As the UK defined contribution (DC) market matures, focus is increasingly shifting from accumulation to decumulation, in particular, how members draw down their savings in retirement. Since pension freedoms opened the door to flexible drawdown, more members are choosing to remain invested rather than purchasing an annuity. While this flexibility has many benefits, it has also exposed members to a powerful, but often overlooked danger: sequencing risk.
Sequencing risk refers to the order and timing of investment returns when members begin withdrawing from their pension pots. The sequence of returns has no impact when money is not added to or withdrawn from a portfolio. However, once contributions or withdrawals begin, the sequence of returns starts to matter. If money is withdrawn from a portfolio, two investments may deliver the same annualised return over time yet produce very different outcomes in terms of wealth. A member who experiences negative returns in the early years of withdrawal faces a much higher chance of running out of money compared to another who encounters those same negative returns later in retirement.
To illustrate, assume two members, each with a portfolio of £300,000 at retirement are withdrawing £18,000 per year. Both portfolios achieve the same annualised return of 5% p.a. over time, with one 25% market “drawdown” occurring at different points in time. All other years deliver identical returns.
The second member (shown in blue) experiences the same 25% fall, but not until year 21, after a long period of steady returns. Despite both portfolios achieving the same annualised rate of return, the later loss leaves the second member significantly better off, around £327,000 more in value after 30 years. As the chart demonstrates, identical returns in different sequences produce dramatically different outcomes.
Historically, DC defaults have sought to manage sequencing risk by de-risking into bonds and money market funds as members approach retirement. While this approach can help reduce sequencing risk, it introduces new challenges: Safer bonds offer limited returns historically compared to equities; and periods of higher levels of inflation, as experienced since 2021, erode purchasing power and leave members worse off in real terms.
As a result, many DC portfolios entering decumulation are overly conservative, often limiting the potential for long-term growth and making it more difficult for members to sustain withdrawals over a 20 or 30-year retirement.
Sequencing risk starts at the point where withdrawals begin.
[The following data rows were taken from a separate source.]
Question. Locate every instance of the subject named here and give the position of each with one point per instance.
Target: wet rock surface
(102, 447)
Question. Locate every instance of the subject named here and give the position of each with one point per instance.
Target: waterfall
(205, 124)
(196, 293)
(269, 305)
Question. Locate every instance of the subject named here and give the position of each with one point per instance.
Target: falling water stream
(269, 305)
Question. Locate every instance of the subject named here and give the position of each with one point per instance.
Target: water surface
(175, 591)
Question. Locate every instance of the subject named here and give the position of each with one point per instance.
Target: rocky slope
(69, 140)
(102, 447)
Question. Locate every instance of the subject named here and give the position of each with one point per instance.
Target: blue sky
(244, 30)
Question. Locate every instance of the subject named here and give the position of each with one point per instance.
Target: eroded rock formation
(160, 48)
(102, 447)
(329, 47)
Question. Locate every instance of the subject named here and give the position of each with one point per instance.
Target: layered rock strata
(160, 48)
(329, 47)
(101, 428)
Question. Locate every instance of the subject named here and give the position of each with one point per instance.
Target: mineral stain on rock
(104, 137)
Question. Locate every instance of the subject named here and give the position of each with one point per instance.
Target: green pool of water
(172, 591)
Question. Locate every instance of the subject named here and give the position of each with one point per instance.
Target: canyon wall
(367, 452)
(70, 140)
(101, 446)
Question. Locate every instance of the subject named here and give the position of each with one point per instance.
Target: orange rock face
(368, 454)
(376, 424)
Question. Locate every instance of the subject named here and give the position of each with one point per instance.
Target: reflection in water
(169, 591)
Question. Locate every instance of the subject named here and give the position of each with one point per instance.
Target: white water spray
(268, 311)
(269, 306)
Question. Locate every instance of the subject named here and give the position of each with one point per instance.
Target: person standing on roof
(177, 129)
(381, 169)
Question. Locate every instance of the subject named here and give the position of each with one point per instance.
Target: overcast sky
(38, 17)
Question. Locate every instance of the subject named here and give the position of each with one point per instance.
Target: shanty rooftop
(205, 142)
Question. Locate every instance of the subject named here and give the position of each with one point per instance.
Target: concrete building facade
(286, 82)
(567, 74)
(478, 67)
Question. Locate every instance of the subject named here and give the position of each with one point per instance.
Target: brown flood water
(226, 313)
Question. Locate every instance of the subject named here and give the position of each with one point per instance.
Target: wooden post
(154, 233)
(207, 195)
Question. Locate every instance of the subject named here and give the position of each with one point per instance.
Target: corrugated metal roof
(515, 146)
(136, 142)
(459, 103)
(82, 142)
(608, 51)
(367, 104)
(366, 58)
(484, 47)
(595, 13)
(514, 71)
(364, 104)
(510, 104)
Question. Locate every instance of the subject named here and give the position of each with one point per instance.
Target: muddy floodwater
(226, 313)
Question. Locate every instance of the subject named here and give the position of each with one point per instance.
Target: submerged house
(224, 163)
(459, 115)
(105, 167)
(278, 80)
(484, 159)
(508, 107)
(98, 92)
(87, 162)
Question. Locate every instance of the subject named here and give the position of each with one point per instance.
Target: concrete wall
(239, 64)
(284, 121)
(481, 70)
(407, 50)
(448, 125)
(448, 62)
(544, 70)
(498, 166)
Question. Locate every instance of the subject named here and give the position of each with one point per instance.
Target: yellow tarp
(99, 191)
In accumulation, volatility can be tolerated because losses can be offset by future contributions and time for recovery as no money is withdrawn. However, in decumulation, money is flowing out, not in. A 10% fall in the market is not a 10% loss in value that can be recovered later. Because withdrawals reduce the capital base, the portfolio has less capacity to recover. Negative returns hurt far more during the early years of retirement compared to later years.
Protected Equity Strategies are specifically designed for this type of challenge. They combine traditional equity investments with options (or other derivative overlays) to provide a layer of downside protection while maintaining participation in market gains. Protected equities resolve this dilemma by using hedging to limit severe drawdowns while maintaining meaningful equity exposure. This allows members to hold the higher equity allocations necessary for long-term financial security while mitigating the risk of severe early losses that can be so damaging in decumulation.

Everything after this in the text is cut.